[PATCH] hugetlb: preserve hugetlb pte dirty state
authorKen Chen <kenchen@google.com>
Thu, 8 Feb 2007 22:20:27 +0000 (14:20 -0800)
committerLinus Torvalds <torvalds@woody.linux-foundation.org>
Fri, 9 Feb 2007 17:25:46 +0000 (09:25 -0800)
__unmap_hugepage_range() is buggy that it does not preserve dirty state of
huge_pte when unmapping hugepage range.  It causes data corruption in the
event of dop_caches being used by sys admin.  For example, an application
creates a hugetlb file, modify pages, then unmap it.  While leaving the
hugetlb file alive, comes along sys admin doing a "echo 3 >
/proc/sys/vm/drop_caches".

drop_pagecache_sb() will happily free all pages that aren't marked dirty if
there are no active mapping.  Later when application remaps the hugetlb
file back and all data are gone, triggering catastrophic flip over on
application.

Not only that, the internal resv_huge_pages count will also get all messed
up.  Fix it up by marking page dirty appropriately.

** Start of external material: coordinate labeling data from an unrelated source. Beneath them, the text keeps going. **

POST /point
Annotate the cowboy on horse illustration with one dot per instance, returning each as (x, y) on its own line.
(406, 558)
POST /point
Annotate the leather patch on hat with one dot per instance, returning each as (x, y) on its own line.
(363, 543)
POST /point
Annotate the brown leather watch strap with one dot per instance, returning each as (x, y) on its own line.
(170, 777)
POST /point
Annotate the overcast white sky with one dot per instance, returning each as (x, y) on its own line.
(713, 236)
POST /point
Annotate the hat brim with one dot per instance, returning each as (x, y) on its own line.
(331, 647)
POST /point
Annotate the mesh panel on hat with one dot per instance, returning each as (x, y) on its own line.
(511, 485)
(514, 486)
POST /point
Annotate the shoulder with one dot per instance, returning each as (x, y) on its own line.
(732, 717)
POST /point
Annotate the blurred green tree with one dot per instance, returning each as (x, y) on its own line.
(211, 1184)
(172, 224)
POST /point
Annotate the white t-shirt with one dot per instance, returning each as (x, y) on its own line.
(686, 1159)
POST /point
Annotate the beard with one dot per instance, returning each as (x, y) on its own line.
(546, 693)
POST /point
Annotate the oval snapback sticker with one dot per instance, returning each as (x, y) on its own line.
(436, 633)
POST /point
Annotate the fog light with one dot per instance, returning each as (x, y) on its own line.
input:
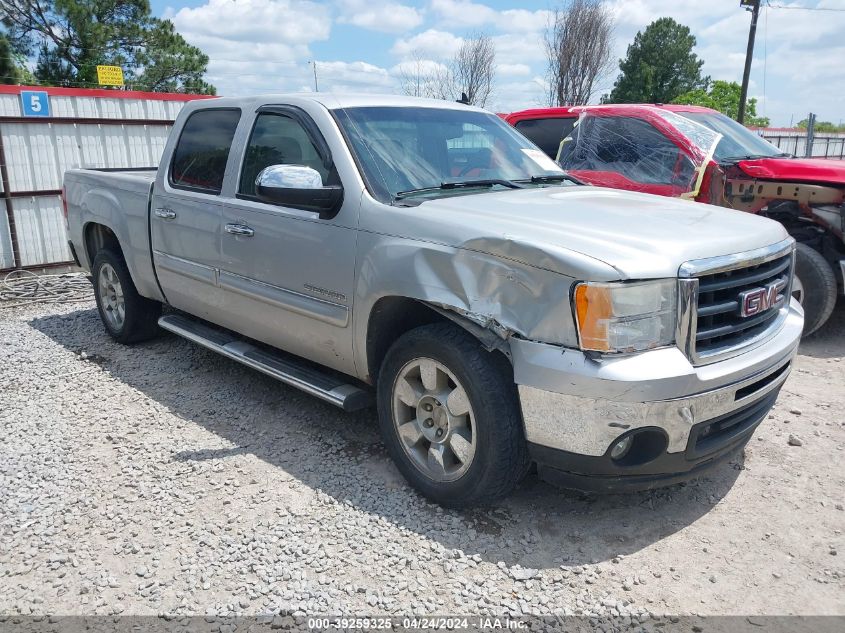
(621, 448)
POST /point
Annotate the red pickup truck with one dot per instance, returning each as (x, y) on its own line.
(699, 154)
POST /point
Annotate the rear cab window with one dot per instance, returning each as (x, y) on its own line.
(200, 156)
(547, 133)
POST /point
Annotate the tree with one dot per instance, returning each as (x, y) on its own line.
(72, 37)
(8, 65)
(660, 65)
(578, 48)
(473, 70)
(420, 77)
(821, 126)
(724, 96)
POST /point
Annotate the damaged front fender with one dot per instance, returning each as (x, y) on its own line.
(499, 296)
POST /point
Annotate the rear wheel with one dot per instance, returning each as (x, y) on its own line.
(450, 417)
(128, 317)
(814, 286)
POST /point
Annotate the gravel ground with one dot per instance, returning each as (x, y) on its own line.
(162, 478)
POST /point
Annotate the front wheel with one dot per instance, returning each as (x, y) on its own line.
(814, 287)
(450, 417)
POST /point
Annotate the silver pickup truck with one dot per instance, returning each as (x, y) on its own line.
(425, 257)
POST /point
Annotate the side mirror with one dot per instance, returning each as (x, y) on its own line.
(299, 187)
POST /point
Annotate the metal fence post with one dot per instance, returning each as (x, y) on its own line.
(811, 133)
(10, 210)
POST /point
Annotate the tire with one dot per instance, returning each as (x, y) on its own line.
(113, 288)
(491, 456)
(819, 287)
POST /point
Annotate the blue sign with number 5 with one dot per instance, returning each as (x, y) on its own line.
(35, 103)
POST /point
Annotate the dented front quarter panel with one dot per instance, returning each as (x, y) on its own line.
(488, 281)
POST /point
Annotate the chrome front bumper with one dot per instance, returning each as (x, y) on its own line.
(574, 404)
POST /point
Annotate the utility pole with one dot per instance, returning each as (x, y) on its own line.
(314, 66)
(754, 7)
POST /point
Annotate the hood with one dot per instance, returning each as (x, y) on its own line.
(571, 229)
(810, 170)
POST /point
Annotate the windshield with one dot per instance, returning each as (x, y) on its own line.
(737, 142)
(404, 150)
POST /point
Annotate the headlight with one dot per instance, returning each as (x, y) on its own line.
(626, 317)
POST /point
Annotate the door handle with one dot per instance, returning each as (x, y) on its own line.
(240, 229)
(165, 214)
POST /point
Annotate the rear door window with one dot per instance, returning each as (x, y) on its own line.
(547, 133)
(199, 160)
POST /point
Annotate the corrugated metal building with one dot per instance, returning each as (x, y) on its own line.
(43, 135)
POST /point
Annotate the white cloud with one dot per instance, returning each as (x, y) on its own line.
(389, 17)
(468, 14)
(799, 51)
(513, 70)
(338, 76)
(256, 21)
(431, 43)
(264, 45)
(255, 46)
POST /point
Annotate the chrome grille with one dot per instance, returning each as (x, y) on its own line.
(714, 324)
(720, 323)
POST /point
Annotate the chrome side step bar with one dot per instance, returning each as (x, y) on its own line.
(283, 367)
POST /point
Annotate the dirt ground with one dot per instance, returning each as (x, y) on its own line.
(161, 478)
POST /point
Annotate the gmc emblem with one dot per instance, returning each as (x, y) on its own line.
(753, 302)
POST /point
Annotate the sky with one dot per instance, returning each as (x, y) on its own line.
(264, 46)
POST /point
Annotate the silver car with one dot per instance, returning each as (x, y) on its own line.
(425, 257)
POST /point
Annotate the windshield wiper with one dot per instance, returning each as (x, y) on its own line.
(754, 157)
(542, 180)
(465, 184)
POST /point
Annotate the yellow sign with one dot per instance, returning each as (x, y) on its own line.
(110, 75)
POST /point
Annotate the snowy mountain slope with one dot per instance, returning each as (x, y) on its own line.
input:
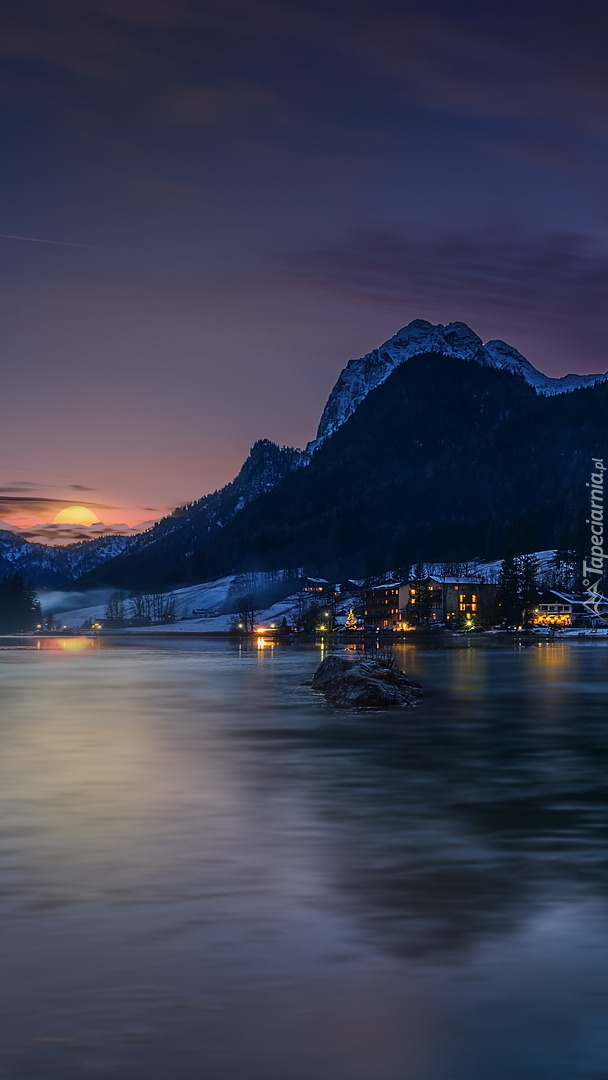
(59, 566)
(45, 565)
(456, 339)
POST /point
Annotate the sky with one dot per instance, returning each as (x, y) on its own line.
(220, 203)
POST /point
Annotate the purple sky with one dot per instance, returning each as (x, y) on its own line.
(261, 191)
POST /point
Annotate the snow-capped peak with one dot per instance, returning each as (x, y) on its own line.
(455, 339)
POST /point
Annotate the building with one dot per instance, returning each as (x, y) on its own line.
(382, 606)
(450, 601)
(554, 609)
(558, 609)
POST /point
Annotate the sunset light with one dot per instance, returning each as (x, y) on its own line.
(76, 515)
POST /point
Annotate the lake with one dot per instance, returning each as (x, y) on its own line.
(205, 873)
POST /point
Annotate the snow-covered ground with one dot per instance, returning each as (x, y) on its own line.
(210, 597)
(211, 601)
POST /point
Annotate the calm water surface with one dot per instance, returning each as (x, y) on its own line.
(207, 874)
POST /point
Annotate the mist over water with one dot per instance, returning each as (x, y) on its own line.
(205, 873)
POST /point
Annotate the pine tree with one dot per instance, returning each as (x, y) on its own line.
(508, 592)
(19, 609)
(528, 568)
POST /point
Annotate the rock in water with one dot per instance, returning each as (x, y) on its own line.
(364, 684)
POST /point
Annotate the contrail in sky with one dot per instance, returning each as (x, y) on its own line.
(39, 240)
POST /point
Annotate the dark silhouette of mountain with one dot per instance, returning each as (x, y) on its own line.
(434, 446)
(444, 460)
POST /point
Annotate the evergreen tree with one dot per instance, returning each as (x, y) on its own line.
(19, 609)
(528, 567)
(419, 606)
(508, 592)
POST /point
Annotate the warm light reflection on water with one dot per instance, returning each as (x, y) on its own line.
(207, 874)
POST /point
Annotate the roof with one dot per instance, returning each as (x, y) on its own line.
(388, 584)
(455, 581)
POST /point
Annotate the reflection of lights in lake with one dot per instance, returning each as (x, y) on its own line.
(67, 644)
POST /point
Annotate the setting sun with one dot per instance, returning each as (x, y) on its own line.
(76, 515)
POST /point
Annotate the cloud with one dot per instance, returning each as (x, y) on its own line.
(39, 504)
(549, 283)
(196, 105)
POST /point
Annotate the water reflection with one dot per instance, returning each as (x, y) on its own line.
(207, 873)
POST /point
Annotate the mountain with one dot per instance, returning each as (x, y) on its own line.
(363, 496)
(443, 460)
(456, 340)
(55, 567)
(173, 537)
(176, 538)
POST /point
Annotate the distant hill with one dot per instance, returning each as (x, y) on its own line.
(433, 446)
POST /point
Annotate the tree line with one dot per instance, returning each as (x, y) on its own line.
(19, 608)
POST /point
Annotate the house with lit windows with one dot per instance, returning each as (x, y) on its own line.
(558, 610)
(450, 601)
(383, 604)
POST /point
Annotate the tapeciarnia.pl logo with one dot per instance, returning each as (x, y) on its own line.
(593, 571)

Signed-off-by: Ken Chen <kenchen@google.com>
Cc: "Nish Aravamudan" <nish.aravamudan@gmail.com>
Cc: Adam Litke <agl@us.ibm.com>
Cc: David Gibson <david@gibson.dropbear.id.au>
Cc: William Lee Irwin III <wli@holomorphy.com>
Cc: <stable@kernel.org>
Cc: Hugh Dickins <hugh@veritas.com>
Signed-off-by: Andrew Morton <akpm@linux-foundation.org>
Signed-off-by: Linus Torvalds <torvalds@linux-foundation.org>
fs/hugetlbfs/inode.c
mm/hugetlb.c

index 4f4cd132b571337b8145d2c7432056b6d92b8d61..e6bd553fdc4cf29214e6f2b3a7fe50817e9e8d80 100644 (file)
@@ -449,10 +449,13 @@ static int hugetlbfs_symlink(struct inode *dir,
 }
 
 /*
- * For direct-IO reads into hugetlb pages
+ * mark the head page dirty
  */
 static int hugetlbfs_set_page_dirty(struct page *page)
 {
+       struct page *head = (struct page *)page_private(page);
+
+       SetPageDirty(head);
        return 0;
 }
 
index cb362f761f174b926c1c41b72ec2940c5d45763d..36db012b38dde252c827d0af4719c2e7b79e5083 100644 (file)
@@ -389,6 +389,8 @@ void __unmap_hugepage_range(struct vm_area_struct *vma, unsigned long start,
                        continue;
 
                page = pte_page(pte);
+               if (pte_dirty(pte))
+                       set_page_dirty(page);
                list_add(&page->lru, &page_list);
        }
        spin_unlock(&mm->page_table_lock);